# How does one check available space left on drive?



## Lord Vader (Aug 30, 2004)

I know one can use TWP to check disk usage and percentage and all, but wasn't there a TIVO shortcut code of some sort that allows one to see on the TV screen just how much recording space remains available on the TIVO unit? I'm referring here to DSR7000s and HDVR2s all running 6.2 and Zippered/tweaked, if that matters at all.


----------



## Da Goon (Oct 22, 2006)

A quick search turned this up : http://www.tivocommunity.com/tivo-vb/showthread.php?t=153732&page=1&pp=30
But it appears to be only for S1 tivos.


----------



## Lord Vader (Aug 30, 2004)

Yeah, I found something similar but couldn't find anything related to S2 DTIVOs.


----------



## classicsat (Feb 18, 2004)

TMK, there is no code for a pre 7.x Series 2. The nearest thing would be to use the Suggestions folder to guage free space.


----------



## vMAC (Aug 5, 2006)

Or install TWP you can find out available space with the System Module


----------



## Lord Vader (Aug 30, 2004)

vMAC, I understand the TWP part, which I've explained to my friend. He had asked me if there was a way to tell on his screen. BTW, both units are running 6.2.


----------



## Finnstang (Sep 11, 2003)

No way to tell on screen as others have already said.


----------



## Lord Vader (Aug 30, 2004)

OK, no big deal. He'll have to be content to tell via TWP.


----------



## vMAC (Aug 5, 2006)

Or create a out2osd command that would run every day at a certain time and tell him his space available? I don't know talking out my *** right now.


----------



## Finnstang (Sep 11, 2003)

vMAC said:


> Or create a out2osd command that would run every day at a certain time and tell him his space available? I don't know talking out my *** right now.

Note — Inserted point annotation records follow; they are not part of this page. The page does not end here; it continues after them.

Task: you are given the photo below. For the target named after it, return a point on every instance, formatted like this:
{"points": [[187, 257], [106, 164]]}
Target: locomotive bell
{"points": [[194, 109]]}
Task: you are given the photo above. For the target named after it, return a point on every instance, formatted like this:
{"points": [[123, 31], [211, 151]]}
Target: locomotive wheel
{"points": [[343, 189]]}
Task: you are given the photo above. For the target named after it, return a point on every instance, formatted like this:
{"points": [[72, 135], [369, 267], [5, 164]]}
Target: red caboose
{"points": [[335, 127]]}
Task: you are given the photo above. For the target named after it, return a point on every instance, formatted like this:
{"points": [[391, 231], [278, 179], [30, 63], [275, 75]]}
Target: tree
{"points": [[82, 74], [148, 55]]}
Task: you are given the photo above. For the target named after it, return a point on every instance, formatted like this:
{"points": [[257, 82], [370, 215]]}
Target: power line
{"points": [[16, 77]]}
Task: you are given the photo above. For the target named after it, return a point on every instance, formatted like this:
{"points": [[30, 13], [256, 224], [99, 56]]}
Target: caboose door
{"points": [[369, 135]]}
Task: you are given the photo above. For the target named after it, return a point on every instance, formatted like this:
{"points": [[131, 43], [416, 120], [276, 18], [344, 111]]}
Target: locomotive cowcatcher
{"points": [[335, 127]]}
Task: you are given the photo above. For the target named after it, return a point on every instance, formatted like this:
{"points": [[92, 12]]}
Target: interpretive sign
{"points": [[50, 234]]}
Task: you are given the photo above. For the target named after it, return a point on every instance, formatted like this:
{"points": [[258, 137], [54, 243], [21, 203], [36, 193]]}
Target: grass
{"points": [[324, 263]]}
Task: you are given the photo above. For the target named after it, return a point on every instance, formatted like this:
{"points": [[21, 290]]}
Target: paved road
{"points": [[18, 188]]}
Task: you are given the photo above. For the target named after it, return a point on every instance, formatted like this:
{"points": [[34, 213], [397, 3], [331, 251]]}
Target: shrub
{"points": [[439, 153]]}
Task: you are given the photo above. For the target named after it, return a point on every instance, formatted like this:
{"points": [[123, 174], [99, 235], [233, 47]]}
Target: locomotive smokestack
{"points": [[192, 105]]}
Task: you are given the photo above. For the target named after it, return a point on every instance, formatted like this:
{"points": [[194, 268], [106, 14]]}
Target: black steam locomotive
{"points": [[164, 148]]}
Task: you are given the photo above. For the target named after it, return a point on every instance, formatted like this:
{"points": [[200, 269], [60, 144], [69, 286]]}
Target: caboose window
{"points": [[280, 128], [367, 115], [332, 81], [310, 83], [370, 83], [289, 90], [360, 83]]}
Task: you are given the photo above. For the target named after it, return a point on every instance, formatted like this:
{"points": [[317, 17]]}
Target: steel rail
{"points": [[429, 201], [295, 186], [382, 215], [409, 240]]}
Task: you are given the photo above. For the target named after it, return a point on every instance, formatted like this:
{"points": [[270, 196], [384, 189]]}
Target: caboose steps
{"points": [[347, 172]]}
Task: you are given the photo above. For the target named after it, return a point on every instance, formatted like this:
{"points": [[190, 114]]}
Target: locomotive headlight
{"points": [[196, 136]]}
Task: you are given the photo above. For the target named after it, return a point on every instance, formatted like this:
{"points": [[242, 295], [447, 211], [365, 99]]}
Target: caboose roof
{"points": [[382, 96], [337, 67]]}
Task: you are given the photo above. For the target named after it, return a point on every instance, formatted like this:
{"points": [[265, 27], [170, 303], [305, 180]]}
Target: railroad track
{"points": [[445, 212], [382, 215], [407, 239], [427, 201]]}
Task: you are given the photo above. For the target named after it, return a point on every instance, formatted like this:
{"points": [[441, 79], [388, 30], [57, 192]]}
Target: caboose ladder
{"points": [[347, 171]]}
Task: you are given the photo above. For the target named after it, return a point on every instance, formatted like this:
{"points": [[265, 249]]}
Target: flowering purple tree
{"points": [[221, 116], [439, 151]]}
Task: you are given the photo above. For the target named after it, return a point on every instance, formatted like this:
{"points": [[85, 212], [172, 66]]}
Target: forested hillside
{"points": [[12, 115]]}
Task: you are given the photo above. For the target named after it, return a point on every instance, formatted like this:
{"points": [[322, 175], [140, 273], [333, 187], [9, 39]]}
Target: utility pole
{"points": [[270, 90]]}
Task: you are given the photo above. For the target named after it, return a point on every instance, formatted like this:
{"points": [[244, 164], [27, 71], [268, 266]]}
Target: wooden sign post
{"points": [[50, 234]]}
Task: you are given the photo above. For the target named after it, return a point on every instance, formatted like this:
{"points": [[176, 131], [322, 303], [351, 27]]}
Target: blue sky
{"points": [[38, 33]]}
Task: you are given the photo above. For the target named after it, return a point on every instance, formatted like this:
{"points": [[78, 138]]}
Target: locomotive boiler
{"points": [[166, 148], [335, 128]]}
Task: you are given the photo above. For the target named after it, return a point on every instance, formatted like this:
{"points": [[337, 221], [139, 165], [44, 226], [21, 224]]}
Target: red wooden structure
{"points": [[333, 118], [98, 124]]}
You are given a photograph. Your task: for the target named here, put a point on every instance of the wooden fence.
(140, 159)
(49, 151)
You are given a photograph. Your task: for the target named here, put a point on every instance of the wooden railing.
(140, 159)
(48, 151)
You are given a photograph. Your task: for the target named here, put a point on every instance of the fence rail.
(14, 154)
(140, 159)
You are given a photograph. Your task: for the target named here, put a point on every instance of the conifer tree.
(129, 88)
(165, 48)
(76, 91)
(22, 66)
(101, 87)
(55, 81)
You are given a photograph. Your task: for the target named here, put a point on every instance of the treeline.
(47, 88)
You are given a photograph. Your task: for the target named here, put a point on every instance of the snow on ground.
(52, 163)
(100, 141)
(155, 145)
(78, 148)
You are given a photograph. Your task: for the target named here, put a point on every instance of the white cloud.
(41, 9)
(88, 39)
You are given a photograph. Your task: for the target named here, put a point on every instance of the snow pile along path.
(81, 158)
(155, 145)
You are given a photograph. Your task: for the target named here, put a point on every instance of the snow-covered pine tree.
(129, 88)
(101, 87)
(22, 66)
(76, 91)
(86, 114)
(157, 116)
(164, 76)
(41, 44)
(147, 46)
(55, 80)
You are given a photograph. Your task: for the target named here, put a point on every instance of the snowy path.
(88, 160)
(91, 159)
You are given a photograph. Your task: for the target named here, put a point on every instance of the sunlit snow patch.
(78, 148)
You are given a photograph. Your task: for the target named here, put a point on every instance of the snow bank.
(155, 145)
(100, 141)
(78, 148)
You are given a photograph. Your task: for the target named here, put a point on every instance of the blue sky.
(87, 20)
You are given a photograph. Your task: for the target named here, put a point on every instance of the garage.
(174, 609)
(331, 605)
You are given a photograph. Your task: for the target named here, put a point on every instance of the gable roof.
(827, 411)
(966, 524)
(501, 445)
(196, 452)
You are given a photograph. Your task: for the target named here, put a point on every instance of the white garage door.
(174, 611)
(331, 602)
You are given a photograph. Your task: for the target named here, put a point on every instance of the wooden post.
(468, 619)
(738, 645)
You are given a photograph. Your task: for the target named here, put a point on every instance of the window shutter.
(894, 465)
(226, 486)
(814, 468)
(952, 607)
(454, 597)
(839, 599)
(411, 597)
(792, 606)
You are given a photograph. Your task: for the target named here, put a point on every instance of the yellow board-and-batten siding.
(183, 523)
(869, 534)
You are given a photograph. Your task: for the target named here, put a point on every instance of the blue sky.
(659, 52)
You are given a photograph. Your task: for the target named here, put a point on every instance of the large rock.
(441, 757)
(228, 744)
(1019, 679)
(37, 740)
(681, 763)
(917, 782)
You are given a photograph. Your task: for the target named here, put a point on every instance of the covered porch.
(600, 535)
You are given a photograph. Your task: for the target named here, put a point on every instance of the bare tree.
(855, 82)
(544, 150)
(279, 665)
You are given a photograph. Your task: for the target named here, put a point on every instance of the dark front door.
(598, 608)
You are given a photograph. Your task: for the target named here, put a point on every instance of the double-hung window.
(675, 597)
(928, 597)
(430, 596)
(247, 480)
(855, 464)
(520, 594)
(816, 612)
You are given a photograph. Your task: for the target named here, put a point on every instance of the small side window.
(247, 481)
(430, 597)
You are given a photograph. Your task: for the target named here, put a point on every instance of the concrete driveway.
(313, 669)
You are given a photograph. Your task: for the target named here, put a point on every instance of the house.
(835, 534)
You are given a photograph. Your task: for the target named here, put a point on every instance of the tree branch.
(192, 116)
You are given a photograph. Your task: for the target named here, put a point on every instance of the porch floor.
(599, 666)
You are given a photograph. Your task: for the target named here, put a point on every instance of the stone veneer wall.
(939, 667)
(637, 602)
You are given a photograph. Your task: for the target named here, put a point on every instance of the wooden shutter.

rbautch had written a script at one time to display the time in the corner of the screen all the time. Maybe modify that to display space left.


----------



## Lord Vader (Aug 30, 2004)

Or better yet, tell my lazy ass buddy to check via TWP.


----------



## f0gax (Aug 8, 2002)

I'm impressed. I figured this would devolve into an FSI flame-war.


----------